El deseo de ser especial genera la necesidad de lucha y diferenciación.

Al querer ser especial, surge la necesidad de diferenciarse y sobresalir; cualquier clase de especialidad impone diferentes órdenes de realidad y una ineludible necesidad de juzgar.

Lo cierto es que no somos especiales. Somos personas comunes y corrientes viviendo una realidad individual, cuidando su propio tesoro. Queremos ser especiales para otros, pero los otros también están muy ocupados cuidando su propio tesoro y su propia especialidad.

Nos han vendido los sueños de ser VIP, pero esto es solo un gancho de mercadeo financiero, con el que nos hacen creer que, si compramos más, nos endeudamos más, usamos la tarjeta de moda y tenemos acceso a sala VIP somos especiales.

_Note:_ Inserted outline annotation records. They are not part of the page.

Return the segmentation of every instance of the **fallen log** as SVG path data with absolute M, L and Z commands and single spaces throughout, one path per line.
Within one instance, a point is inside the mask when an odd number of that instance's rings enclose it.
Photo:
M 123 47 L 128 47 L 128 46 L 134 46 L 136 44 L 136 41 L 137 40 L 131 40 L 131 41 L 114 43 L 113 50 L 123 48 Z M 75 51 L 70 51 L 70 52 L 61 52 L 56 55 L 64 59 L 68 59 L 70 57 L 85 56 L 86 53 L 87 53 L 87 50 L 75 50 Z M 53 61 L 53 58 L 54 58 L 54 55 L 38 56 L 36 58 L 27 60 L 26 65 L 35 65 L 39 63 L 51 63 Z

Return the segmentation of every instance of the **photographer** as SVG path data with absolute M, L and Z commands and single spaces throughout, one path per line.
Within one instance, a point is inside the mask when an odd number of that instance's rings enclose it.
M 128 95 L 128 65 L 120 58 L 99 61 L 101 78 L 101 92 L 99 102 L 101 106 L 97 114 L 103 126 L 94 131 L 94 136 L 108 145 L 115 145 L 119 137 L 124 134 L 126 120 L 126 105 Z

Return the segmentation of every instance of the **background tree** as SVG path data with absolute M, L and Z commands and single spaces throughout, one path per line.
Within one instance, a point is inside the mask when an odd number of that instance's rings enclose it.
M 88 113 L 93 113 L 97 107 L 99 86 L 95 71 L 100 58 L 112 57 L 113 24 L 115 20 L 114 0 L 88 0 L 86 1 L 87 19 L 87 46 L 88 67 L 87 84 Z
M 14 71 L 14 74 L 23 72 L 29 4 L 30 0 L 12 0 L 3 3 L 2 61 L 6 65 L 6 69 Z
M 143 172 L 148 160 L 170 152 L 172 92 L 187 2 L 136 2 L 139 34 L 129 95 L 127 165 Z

La especialidad una forma de ataque

El deseo de ser especial se convierte simultáneamente en un medio y un fin. Personas con capacidades diferentes, seres especiales, genios, superdotados, super humanos, todos tenemos algo de esto en nuestro interior, por lo tanto, la invitación es a liberar el poder interior y reconocernos como iguales ante nuestros hermanos en lugar de buscar el ataque por ser diferente. Pues ser especial no solo separa, sino que sirve de barrera ante los que parecen ser inferiores a esta idea de especialidad. Los que se creen especiales generalmente son débiles y frágiles pues las diferencias que han creado en su ilusión de especialidad son su peor enemigo.

Creerse especial es un juicio que lleva a hacer comparaciones con otros. La especialidad conduce a ver una carencia en los otros o en uno mismo. «El deseo de ser especial es el sello de la traición impreso sobre el regalo del amor«.